Past pro-poor programs have relied heavily on subsidies, though these are grossly inefficient and shoot wide of the mark. Although some fuel subsidies have been erased (the pump price of premium petrol is less than US $ 0.50), fiscal props still account for an outflow of US $12 billion a year. Most of this goes on electricity, which is good news for those with air conditioners and washing machines.
Indonesia, the world’s fourth most populous nation, is a signatory to the Millennium Development Goals, a worldwide bid to reduce poverty by 2015, with access to clean water a critical factor in improving health. So will a cashed-up Indonesia now seize what the World Bank calls ‘a unique opportunity’ and ensure all its citizens get access to taps, even if the water has to be boiled before drinking?

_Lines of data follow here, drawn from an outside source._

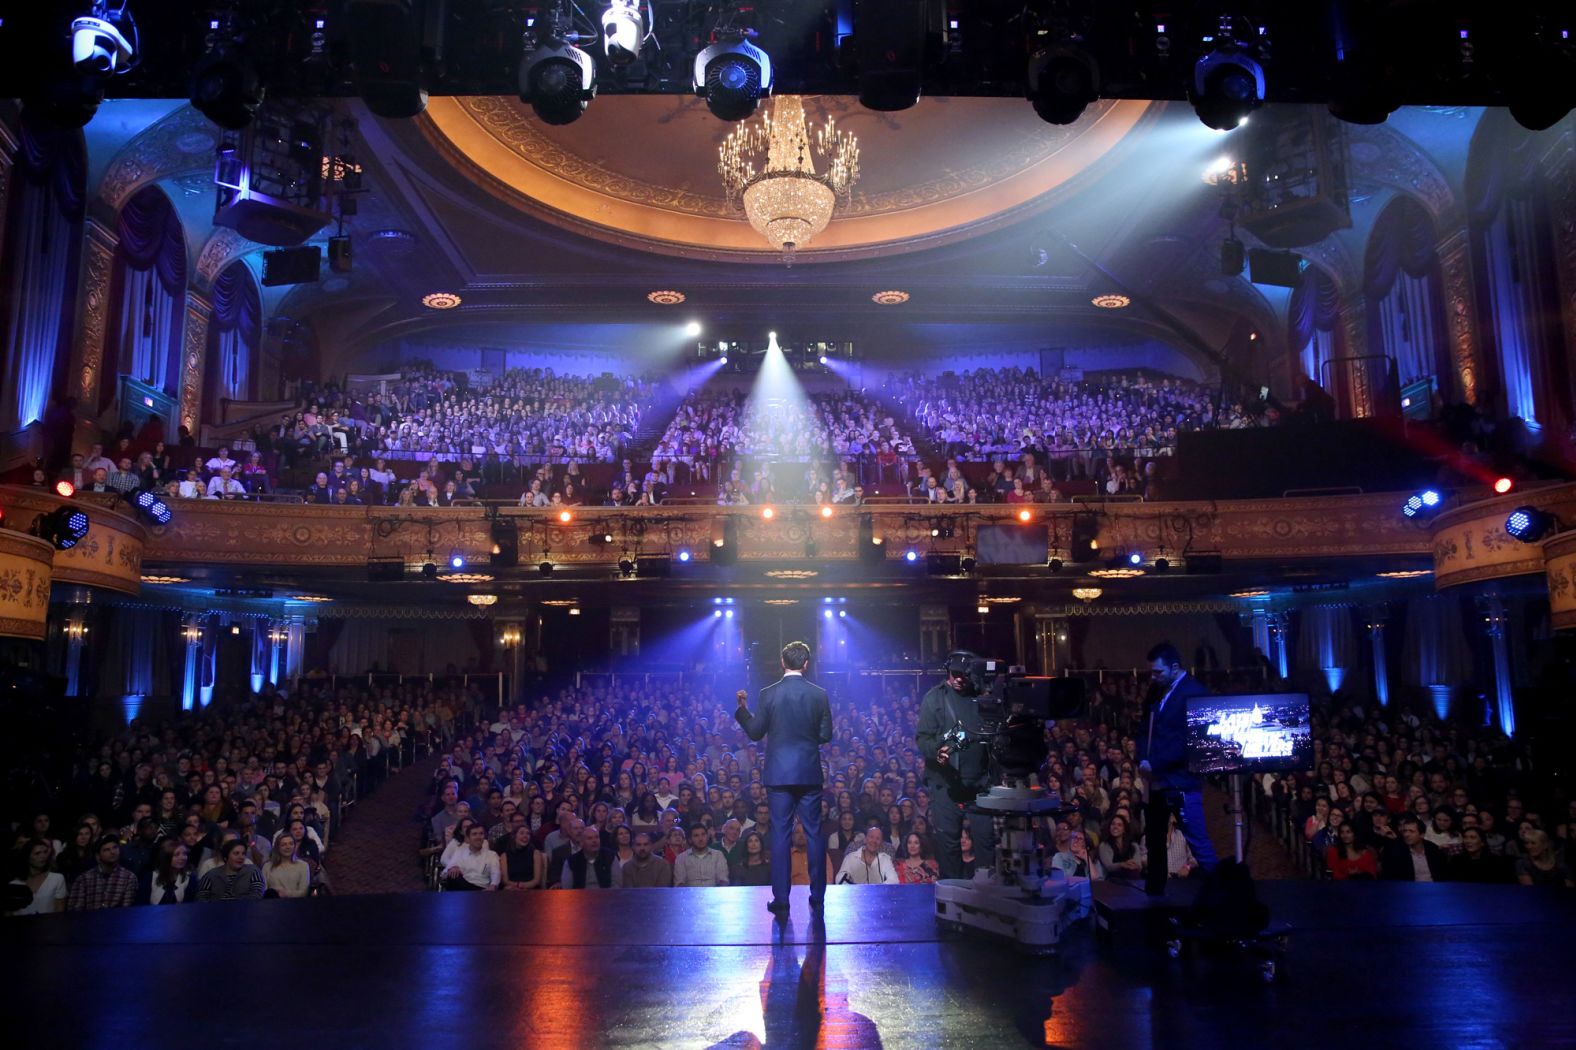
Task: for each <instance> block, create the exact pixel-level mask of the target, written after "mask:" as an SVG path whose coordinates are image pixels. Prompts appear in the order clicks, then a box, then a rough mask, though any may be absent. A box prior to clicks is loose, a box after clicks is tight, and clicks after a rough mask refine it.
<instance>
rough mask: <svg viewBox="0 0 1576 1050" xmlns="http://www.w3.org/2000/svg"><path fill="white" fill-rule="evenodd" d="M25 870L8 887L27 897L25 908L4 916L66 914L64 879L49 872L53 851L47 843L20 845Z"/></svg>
mask: <svg viewBox="0 0 1576 1050" xmlns="http://www.w3.org/2000/svg"><path fill="white" fill-rule="evenodd" d="M22 856H24V858H25V864H27V867H25V869H24V870H22V872H17V877H16V878H13V880H11V886H20V888H24V891H25V892H27V895H28V900H27V903H25V905H24V907H20V908H17V910H16V911H8V913H6V914H54V913H57V911H65V910H66V877H65V875H61V873H60V872H54V870H50V869H49V864H50V861H52V859H54V856H55V848H54V847H52V845H50V843H49V842H47V840H46V839H28V840H27V842H25V843H24V845H22Z"/></svg>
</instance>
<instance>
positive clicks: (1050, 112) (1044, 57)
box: [1026, 44, 1100, 125]
mask: <svg viewBox="0 0 1576 1050" xmlns="http://www.w3.org/2000/svg"><path fill="white" fill-rule="evenodd" d="M1026 95H1028V99H1029V102H1031V104H1032V106H1034V112H1035V114H1039V117H1040V120H1043V121H1045V123H1048V125H1070V123H1073V121H1075V120H1078V118H1080V117H1083V112H1084V109H1087V107H1089V102H1092V101H1095V99H1097V98H1100V66H1098V63H1095V60H1094V57H1092V55H1091V54H1089V52H1086V50H1084V49H1083V47H1080V46H1076V44H1057V46H1054V47H1045V49H1042V50H1037V52H1035V54H1034V55H1032V57H1031V58H1029V76H1028V91H1026Z"/></svg>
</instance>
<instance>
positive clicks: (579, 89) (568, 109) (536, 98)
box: [520, 25, 596, 126]
mask: <svg viewBox="0 0 1576 1050" xmlns="http://www.w3.org/2000/svg"><path fill="white" fill-rule="evenodd" d="M593 98H596V63H594V61H591V55H588V54H586V52H583V50H580V49H578V47H575V46H574V44H571V43H569V41H567V39H564V36H563V35H561V33H559V32H558V27H556V25H553V27H552V28H550V30H548V33H547V35H544V36H542V38H541V43H539V44H537V46H536V47H534V49H531V50H528V52H526V54H525V55H523V57H522V58H520V101H522V102H530V104H531V109H533V110H534V112H536V117H537V118H539V120H541V121H542V123H544V125H555V126H561V125H572V123H574V121H577V120H580V114H583V112H586V106H588V104H589V102H591V99H593Z"/></svg>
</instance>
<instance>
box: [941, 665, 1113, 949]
mask: <svg viewBox="0 0 1576 1050" xmlns="http://www.w3.org/2000/svg"><path fill="white" fill-rule="evenodd" d="M946 672H947V678H949V680H950V681H952V683H953V687H955V689H957V691H958V692H960V694H963V695H965V697H966V698H971V700H972V702H974V705H976V709H977V711H979V716H980V728H977V730H969V728H965V725H963V724H961V720H960V722H958V724H957V725H953V727H952V728H950V730H947V732H946V733H944V735H942V741H944V743H946V744H947V746H950V747H952V749H953V750H965V749H968V747H988V749H990V769H991V788H990V790H987V791H983V793H980V795H979V796H977V798H976V799H974V809H976V810H977V812H980V814H985V815H988V817H990V818H991V821H993V823H994V828H996V867H994V870H993V872H990V875H988V877H987V873H985V872H979V873H977V875H976V878H972V880H961V878H944V880H941V881H939V883H936V919H938V921H939V922H942V924H949V925H952V927H957V929H963V927H974V929H980V930H985V932H988V933H994V935H999V936H1009V938H1012V940H1015V941H1018V944H1020V948H1023V949H1026V951H1032V952H1048V951H1054V946H1056V943H1057V941H1059V940H1061V935H1062V932H1064V930H1065V929H1067V927H1069V925H1070V924H1072V922H1073V919H1075V918H1080V916H1083V914H1087V910H1089V905H1091V895H1089V886H1087V883H1081V884H1076V886H1075V884H1072V883H1070V881H1069V880H1065V878H1061V877H1059V873H1053V872H1050V870H1045V869H1042V867H1040V859H1039V850H1037V843H1035V836H1034V825H1035V820H1039V818H1042V817H1051V815H1056V814H1059V812H1061V809H1062V802H1061V798H1059V796H1057V795H1056V791H1048V790H1046V788H1043V787H1037V785H1031V784H1029V777H1031V776H1032V774H1034V773H1035V771H1039V768H1040V765H1042V763H1043V761H1045V757H1046V754H1048V749H1046V746H1045V724H1046V722H1048V720H1054V719H1069V717H1080V716H1081V714H1084V711H1086V709H1087V706H1086V702H1084V686H1083V681H1080V680H1075V678H1042V676H1032V675H1026V673H1023V670H1013V668H1010V667H1007V664H1005V662H1004V661H996V659H988V657H982V656H977V654H974V653H966V651H958V653H952V654H950V656H949V657H947V664H946Z"/></svg>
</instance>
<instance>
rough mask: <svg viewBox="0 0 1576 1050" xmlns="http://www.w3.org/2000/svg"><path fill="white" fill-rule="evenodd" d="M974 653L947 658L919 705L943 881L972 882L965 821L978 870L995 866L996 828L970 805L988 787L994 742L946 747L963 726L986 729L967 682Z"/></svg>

Don’t bank on it. The 500 people interviewed for the World Bank report took the opportunity to bad-mouth public administrators, a right they dare not exercise during the Soeharto era when dissidents might vanish, the media was muzzled and anyone in a uniform had to be respected – and feared.
Commented report author Nilanjana Mukherjee: “I've seen some radical changes in the past few years and a lot more people in the bureaucracy are open to dialogue. I think the water problem may be fixed but I fear the sanitary issues may not be addressed. There are major environmental problems here and the government isn't doing a lot.”
Old habits die hard: According to citizens surveyed the attitude of many government officials is that poor equals stupidity. So there’s no need to explain policies or enlighten those at the bottom of the heap with information that might get them uppity. As the proverb goes, what you don’t know, you don’t miss. The water carriers will be in business for a while yet.